To get away from the restrictions of this business judgment rule and with a desire to pursue a social or environmental mission, companies began a push for an alternative. Beginning with the state of Maryland in 2010, 36 states have passed laws with some variations that allow for a company to be registered as a ‘Benefit’ corporation. These laws allow for a shift from a shareholder to a stakeholder paradigm and generally enshrine three criteria about how companies are to be managed, namely those of accountability, purpose and transparency. The company is free to pursue social and environmental goals, in addition to profit maximisation.

For example, Patagonia, known for its outdoor clothing, converted itself from a traditional to a benefit corporation. It has set itself goals like using only recycled and renewable materials in its products by 2025.

Now, the Business Roundtable, in a statement released to the press recently and signed by a majority of its members, has declared the ‘purpose of a corporation’ to be to all stakeholders and puts customers, employees, suppliers, communities on a list ahead of the shareholders. The ideological shift taking place is the effort to ask the question: Can private capital be used as a force for good? James Dimon, CEO of JPMorgan Chase & Co., the financial services company, has been addressing this in his annual letters to his shareholders.

He has also pushed his company into activities like financing affordable housing and job training.
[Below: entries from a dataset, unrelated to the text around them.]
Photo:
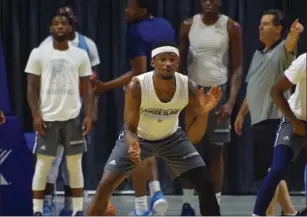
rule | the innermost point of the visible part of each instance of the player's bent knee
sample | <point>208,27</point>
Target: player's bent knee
<point>74,167</point>
<point>151,162</point>
<point>109,182</point>
<point>42,167</point>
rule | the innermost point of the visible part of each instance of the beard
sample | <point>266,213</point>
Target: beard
<point>60,38</point>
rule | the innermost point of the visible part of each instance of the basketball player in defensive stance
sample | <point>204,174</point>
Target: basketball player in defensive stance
<point>54,72</point>
<point>153,102</point>
<point>292,133</point>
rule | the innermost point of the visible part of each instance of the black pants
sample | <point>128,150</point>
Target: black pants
<point>264,135</point>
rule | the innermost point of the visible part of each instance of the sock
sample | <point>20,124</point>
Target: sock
<point>218,197</point>
<point>141,205</point>
<point>281,159</point>
<point>38,205</point>
<point>68,203</point>
<point>154,187</point>
<point>77,204</point>
<point>188,195</point>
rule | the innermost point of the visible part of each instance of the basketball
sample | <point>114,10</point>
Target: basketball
<point>111,211</point>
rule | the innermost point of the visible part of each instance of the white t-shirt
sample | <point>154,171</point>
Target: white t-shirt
<point>92,48</point>
<point>296,74</point>
<point>159,120</point>
<point>59,72</point>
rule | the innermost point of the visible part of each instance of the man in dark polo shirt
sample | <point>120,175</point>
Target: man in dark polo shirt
<point>268,65</point>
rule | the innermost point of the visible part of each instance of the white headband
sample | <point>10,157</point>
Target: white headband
<point>164,49</point>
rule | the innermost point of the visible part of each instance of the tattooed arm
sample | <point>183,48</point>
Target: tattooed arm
<point>196,120</point>
<point>132,110</point>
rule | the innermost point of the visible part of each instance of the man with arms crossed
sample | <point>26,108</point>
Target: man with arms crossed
<point>292,133</point>
<point>153,102</point>
<point>88,45</point>
<point>54,72</point>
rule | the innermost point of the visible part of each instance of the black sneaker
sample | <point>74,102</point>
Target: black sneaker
<point>302,212</point>
<point>187,210</point>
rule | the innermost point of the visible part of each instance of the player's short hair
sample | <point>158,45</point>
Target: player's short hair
<point>146,4</point>
<point>163,47</point>
<point>66,14</point>
<point>163,44</point>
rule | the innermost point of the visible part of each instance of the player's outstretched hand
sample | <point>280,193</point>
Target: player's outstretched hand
<point>135,152</point>
<point>209,100</point>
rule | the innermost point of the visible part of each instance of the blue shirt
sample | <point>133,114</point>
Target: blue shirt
<point>142,36</point>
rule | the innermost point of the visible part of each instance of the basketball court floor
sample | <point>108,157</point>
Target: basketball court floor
<point>230,205</point>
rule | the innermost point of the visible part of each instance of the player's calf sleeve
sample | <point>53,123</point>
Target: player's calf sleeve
<point>199,178</point>
<point>54,171</point>
<point>281,159</point>
<point>42,167</point>
<point>76,181</point>
<point>74,167</point>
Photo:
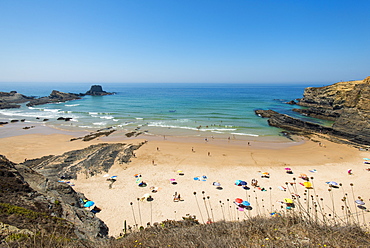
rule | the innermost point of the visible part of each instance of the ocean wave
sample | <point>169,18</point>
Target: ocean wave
<point>100,123</point>
<point>106,117</point>
<point>246,134</point>
<point>72,105</point>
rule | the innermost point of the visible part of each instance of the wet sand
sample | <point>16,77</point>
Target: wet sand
<point>223,161</point>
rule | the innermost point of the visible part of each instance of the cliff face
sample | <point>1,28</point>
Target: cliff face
<point>33,197</point>
<point>9,99</point>
<point>346,103</point>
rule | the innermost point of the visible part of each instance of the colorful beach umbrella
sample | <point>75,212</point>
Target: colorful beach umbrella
<point>89,204</point>
<point>332,183</point>
<point>288,200</point>
<point>307,185</point>
<point>237,182</point>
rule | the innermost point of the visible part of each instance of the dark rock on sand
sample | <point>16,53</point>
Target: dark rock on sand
<point>92,160</point>
<point>95,135</point>
<point>54,207</point>
<point>54,97</point>
<point>97,90</point>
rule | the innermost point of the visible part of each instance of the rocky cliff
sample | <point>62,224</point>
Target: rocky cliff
<point>345,103</point>
<point>10,99</point>
<point>35,196</point>
<point>54,97</point>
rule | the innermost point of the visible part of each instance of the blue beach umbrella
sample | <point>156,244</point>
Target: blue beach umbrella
<point>332,183</point>
<point>238,182</point>
<point>89,204</point>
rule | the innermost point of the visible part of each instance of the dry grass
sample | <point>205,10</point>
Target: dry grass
<point>284,231</point>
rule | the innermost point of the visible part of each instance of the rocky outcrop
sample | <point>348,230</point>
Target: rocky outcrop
<point>24,210</point>
<point>54,97</point>
<point>9,99</point>
<point>38,189</point>
<point>347,104</point>
<point>92,160</point>
<point>106,132</point>
<point>97,90</point>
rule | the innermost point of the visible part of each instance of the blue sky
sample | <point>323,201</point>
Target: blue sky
<point>259,41</point>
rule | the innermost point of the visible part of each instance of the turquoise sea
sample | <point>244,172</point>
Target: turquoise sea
<point>206,110</point>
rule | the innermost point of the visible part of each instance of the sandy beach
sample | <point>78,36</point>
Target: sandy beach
<point>158,162</point>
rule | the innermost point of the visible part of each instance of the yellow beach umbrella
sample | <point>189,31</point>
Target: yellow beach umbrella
<point>308,185</point>
<point>288,200</point>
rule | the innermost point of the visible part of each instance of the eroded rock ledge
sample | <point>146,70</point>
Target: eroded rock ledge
<point>345,103</point>
<point>34,188</point>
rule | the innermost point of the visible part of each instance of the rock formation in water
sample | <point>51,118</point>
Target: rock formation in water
<point>97,90</point>
<point>347,104</point>
<point>54,97</point>
<point>10,99</point>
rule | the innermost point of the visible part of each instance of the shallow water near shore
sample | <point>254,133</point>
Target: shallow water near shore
<point>181,110</point>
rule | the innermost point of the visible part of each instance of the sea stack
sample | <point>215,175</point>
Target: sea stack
<point>97,90</point>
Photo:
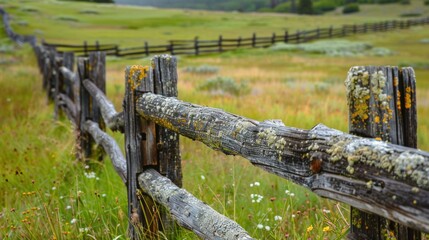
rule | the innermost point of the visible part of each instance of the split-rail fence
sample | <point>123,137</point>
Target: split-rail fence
<point>222,44</point>
<point>386,184</point>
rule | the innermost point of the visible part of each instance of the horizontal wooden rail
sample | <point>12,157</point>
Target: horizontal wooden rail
<point>389,180</point>
<point>68,105</point>
<point>110,147</point>
<point>190,212</point>
<point>113,119</point>
<point>197,46</point>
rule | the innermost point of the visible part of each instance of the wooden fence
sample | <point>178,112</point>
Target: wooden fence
<point>19,39</point>
<point>377,177</point>
<point>390,181</point>
<point>197,46</point>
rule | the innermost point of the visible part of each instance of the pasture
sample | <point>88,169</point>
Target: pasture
<point>49,195</point>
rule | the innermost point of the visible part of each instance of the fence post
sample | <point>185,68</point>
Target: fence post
<point>148,145</point>
<point>94,70</point>
<point>68,62</point>
<point>197,50</point>
<point>116,50</point>
<point>85,48</point>
<point>220,43</point>
<point>58,85</point>
<point>298,36</point>
<point>171,47</point>
<point>51,75</point>
<point>146,48</point>
<point>135,79</point>
<point>286,37</point>
<point>384,110</point>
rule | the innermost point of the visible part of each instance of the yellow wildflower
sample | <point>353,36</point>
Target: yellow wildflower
<point>326,229</point>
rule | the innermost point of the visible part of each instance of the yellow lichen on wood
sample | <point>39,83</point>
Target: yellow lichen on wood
<point>358,93</point>
<point>136,73</point>
<point>408,100</point>
<point>398,100</point>
<point>377,119</point>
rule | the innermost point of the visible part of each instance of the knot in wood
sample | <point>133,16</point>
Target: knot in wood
<point>316,162</point>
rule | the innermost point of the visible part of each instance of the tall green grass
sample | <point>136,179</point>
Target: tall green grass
<point>49,195</point>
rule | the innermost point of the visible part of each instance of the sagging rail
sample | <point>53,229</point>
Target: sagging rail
<point>222,44</point>
<point>371,175</point>
<point>381,178</point>
<point>81,96</point>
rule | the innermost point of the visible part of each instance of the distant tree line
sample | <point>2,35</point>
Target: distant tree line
<point>281,6</point>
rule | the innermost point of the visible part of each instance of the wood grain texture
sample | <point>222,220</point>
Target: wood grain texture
<point>165,78</point>
<point>110,116</point>
<point>134,151</point>
<point>381,100</point>
<point>188,211</point>
<point>110,146</point>
<point>366,173</point>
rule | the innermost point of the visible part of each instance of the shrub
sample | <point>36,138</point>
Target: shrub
<point>387,1</point>
<point>89,11</point>
<point>67,19</point>
<point>324,6</point>
<point>351,8</point>
<point>283,7</point>
<point>224,85</point>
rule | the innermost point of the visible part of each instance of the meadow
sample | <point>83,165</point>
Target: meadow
<point>49,195</point>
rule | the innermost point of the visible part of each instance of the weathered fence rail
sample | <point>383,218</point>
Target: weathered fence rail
<point>388,180</point>
<point>197,46</point>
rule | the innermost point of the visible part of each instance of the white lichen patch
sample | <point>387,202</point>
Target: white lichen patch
<point>369,184</point>
<point>273,141</point>
<point>363,88</point>
<point>380,155</point>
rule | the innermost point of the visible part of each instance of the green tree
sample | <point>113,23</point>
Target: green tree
<point>305,7</point>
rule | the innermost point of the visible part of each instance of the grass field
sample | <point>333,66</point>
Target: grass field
<point>48,195</point>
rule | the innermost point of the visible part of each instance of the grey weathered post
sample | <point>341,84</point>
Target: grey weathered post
<point>219,43</point>
<point>85,48</point>
<point>58,85</point>
<point>382,105</point>
<point>93,69</point>
<point>68,62</point>
<point>196,46</point>
<point>165,81</point>
<point>134,137</point>
<point>148,145</point>
<point>146,48</point>
<point>83,111</point>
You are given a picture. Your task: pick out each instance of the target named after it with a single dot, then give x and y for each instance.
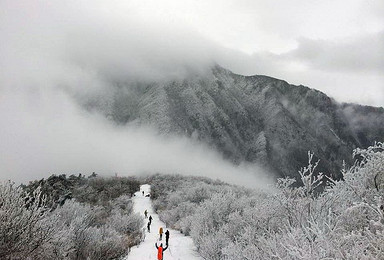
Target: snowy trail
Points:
(180, 246)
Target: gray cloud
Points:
(84, 46)
(361, 54)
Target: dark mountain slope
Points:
(250, 118)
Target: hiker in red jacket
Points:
(160, 251)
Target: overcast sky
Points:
(336, 46)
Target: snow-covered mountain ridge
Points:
(250, 118)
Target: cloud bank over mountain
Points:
(53, 50)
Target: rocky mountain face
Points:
(251, 118)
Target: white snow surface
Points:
(180, 247)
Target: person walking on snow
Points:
(160, 251)
(166, 237)
(161, 232)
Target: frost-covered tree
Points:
(22, 231)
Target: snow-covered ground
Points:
(180, 246)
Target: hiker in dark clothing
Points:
(166, 237)
(160, 251)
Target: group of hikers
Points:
(160, 248)
(149, 222)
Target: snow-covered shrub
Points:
(22, 231)
(343, 219)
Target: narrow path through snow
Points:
(180, 246)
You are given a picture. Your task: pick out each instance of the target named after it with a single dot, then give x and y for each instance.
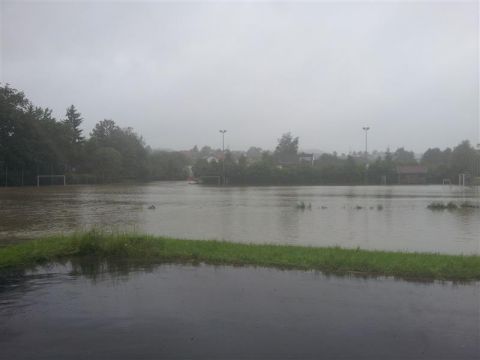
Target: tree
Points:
(108, 163)
(104, 130)
(287, 149)
(403, 157)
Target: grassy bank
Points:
(160, 249)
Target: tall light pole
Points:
(223, 155)
(366, 128)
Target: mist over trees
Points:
(33, 142)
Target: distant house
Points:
(411, 174)
(306, 158)
(212, 159)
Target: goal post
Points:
(62, 177)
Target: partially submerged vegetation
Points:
(161, 249)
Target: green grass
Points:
(100, 245)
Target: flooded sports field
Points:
(369, 217)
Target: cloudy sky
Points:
(179, 71)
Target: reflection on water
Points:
(121, 310)
(370, 217)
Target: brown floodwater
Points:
(369, 217)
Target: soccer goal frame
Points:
(51, 177)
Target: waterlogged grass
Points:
(161, 249)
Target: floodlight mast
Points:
(223, 155)
(366, 128)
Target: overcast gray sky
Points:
(177, 72)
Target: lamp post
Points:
(223, 155)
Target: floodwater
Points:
(369, 217)
(89, 310)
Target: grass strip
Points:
(161, 249)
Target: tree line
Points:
(33, 142)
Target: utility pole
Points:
(223, 155)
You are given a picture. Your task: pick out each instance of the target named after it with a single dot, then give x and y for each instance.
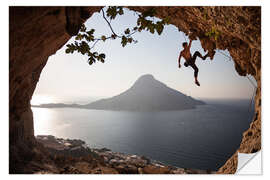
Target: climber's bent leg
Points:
(196, 70)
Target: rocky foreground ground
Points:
(75, 157)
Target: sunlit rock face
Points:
(38, 32)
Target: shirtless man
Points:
(190, 60)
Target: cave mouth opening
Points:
(155, 66)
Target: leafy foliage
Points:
(86, 37)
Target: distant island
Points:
(146, 94)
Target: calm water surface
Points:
(202, 138)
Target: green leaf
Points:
(102, 55)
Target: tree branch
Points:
(103, 14)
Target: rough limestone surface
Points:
(38, 32)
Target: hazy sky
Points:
(67, 75)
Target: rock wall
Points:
(35, 33)
(38, 32)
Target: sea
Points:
(200, 138)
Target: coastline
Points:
(79, 158)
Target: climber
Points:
(190, 60)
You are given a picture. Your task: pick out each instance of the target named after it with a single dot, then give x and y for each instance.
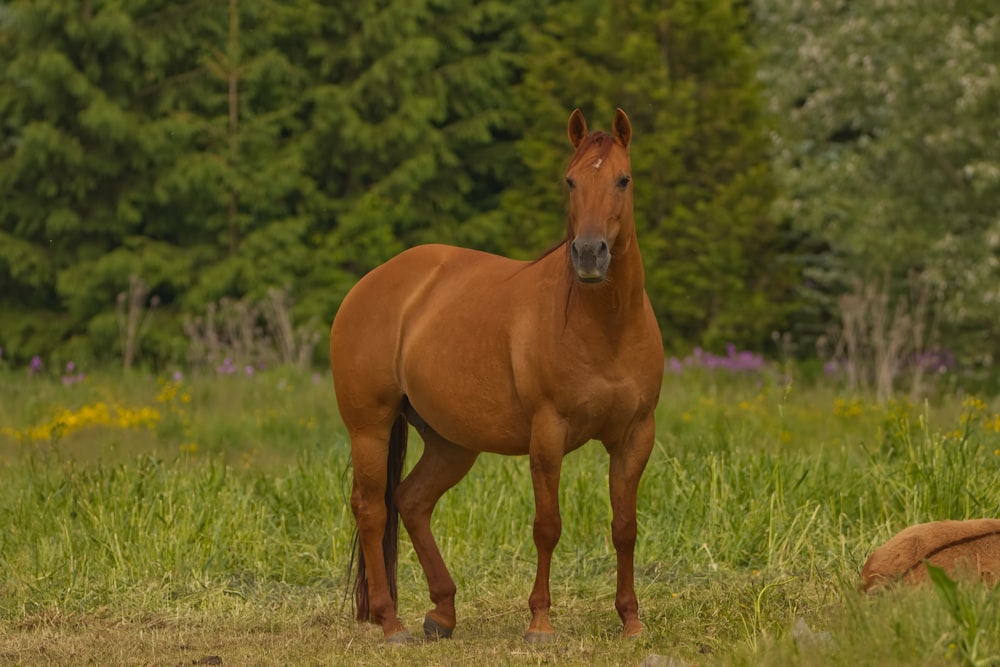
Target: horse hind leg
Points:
(442, 465)
(377, 458)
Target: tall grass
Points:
(227, 517)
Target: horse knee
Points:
(623, 534)
(547, 532)
(367, 513)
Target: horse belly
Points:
(462, 387)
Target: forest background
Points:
(817, 180)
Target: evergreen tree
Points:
(686, 75)
(82, 142)
(409, 126)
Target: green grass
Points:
(220, 527)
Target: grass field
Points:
(204, 520)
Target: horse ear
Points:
(623, 128)
(576, 128)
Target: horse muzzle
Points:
(591, 258)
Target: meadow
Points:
(203, 519)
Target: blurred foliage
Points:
(784, 150)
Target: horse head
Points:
(599, 178)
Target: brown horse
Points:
(482, 353)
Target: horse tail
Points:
(390, 539)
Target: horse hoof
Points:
(632, 631)
(434, 630)
(401, 638)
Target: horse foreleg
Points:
(442, 465)
(546, 462)
(628, 460)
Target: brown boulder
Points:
(967, 550)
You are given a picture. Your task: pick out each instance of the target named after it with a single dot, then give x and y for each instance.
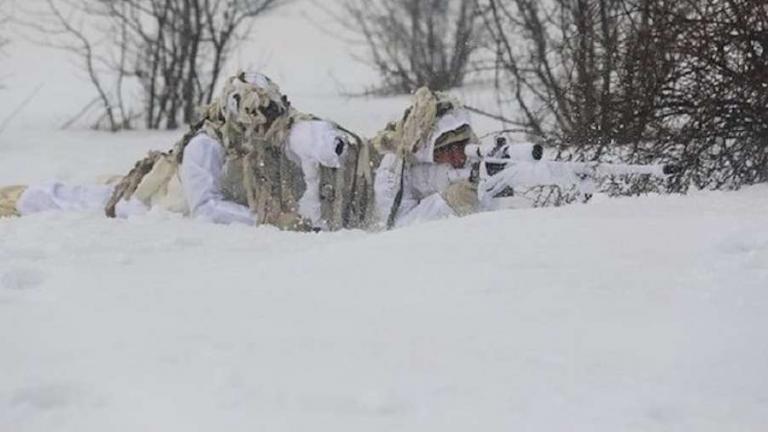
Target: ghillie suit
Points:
(430, 123)
(252, 120)
(9, 196)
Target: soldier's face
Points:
(452, 155)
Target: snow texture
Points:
(644, 314)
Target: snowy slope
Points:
(641, 314)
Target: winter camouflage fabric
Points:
(406, 137)
(9, 196)
(253, 123)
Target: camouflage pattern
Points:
(415, 128)
(9, 196)
(253, 122)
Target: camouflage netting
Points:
(415, 128)
(252, 120)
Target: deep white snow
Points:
(642, 314)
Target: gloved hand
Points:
(462, 197)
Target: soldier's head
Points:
(452, 154)
(252, 100)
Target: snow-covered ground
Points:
(643, 314)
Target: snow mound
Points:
(640, 314)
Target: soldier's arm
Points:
(201, 171)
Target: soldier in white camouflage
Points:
(424, 173)
(253, 159)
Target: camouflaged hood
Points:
(434, 119)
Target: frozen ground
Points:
(641, 314)
(644, 314)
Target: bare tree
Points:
(640, 81)
(174, 49)
(414, 43)
(721, 95)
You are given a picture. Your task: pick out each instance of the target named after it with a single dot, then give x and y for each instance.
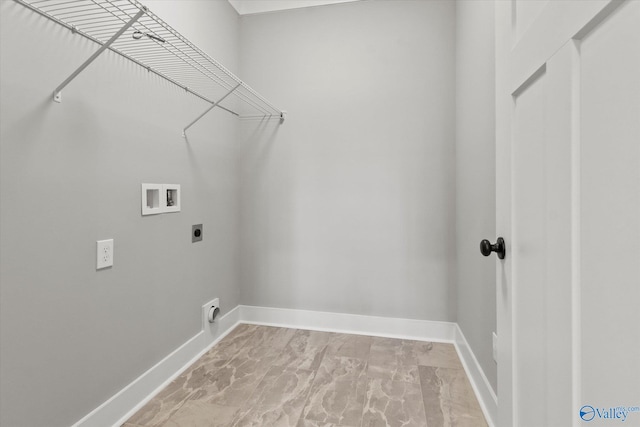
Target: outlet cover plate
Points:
(196, 233)
(104, 254)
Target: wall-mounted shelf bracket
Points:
(215, 104)
(57, 94)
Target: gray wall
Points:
(349, 205)
(475, 177)
(72, 336)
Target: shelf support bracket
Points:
(57, 94)
(215, 104)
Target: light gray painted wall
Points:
(349, 205)
(475, 177)
(72, 336)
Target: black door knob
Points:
(499, 248)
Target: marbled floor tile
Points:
(449, 400)
(346, 345)
(159, 409)
(227, 348)
(393, 404)
(305, 350)
(232, 384)
(311, 423)
(338, 391)
(278, 400)
(393, 359)
(270, 336)
(202, 414)
(438, 354)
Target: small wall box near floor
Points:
(130, 29)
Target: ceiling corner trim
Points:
(249, 7)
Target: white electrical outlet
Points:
(495, 347)
(104, 254)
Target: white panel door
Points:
(568, 206)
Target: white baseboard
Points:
(481, 386)
(134, 396)
(422, 330)
(425, 330)
(130, 399)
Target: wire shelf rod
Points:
(159, 49)
(56, 92)
(184, 131)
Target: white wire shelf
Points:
(128, 28)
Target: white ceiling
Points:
(248, 7)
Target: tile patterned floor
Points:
(264, 376)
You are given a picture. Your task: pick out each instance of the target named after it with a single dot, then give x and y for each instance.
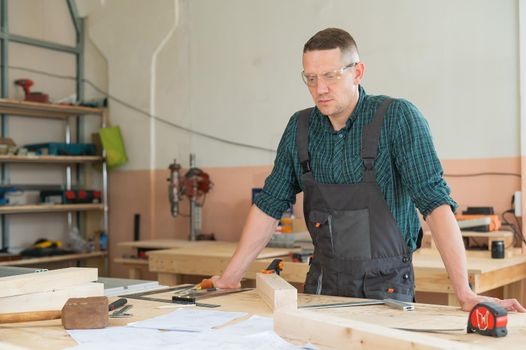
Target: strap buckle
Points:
(305, 166)
(368, 163)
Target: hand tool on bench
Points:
(117, 304)
(121, 313)
(389, 302)
(276, 266)
(77, 313)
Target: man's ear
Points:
(360, 70)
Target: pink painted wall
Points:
(227, 205)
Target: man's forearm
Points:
(448, 240)
(256, 233)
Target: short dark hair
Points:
(331, 38)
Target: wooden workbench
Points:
(484, 273)
(50, 334)
(171, 264)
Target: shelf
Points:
(49, 159)
(51, 259)
(48, 208)
(44, 110)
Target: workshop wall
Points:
(231, 69)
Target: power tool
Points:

With that track record, he must have been instrumental as head of BR to declare its new purpose of a corporation. In a sense, you may say that this change in BR’s position is only to keep pace with what many of its members have been saying and doing for some time.

J&J, a member of the BR, said it would appeal the judge’s decision in the opioid case. It is not going to be easy for many companies to live up to the standards and expectations that the new corporation’s purpose will bring.

The writer is a professor with Suffolk University, Boston.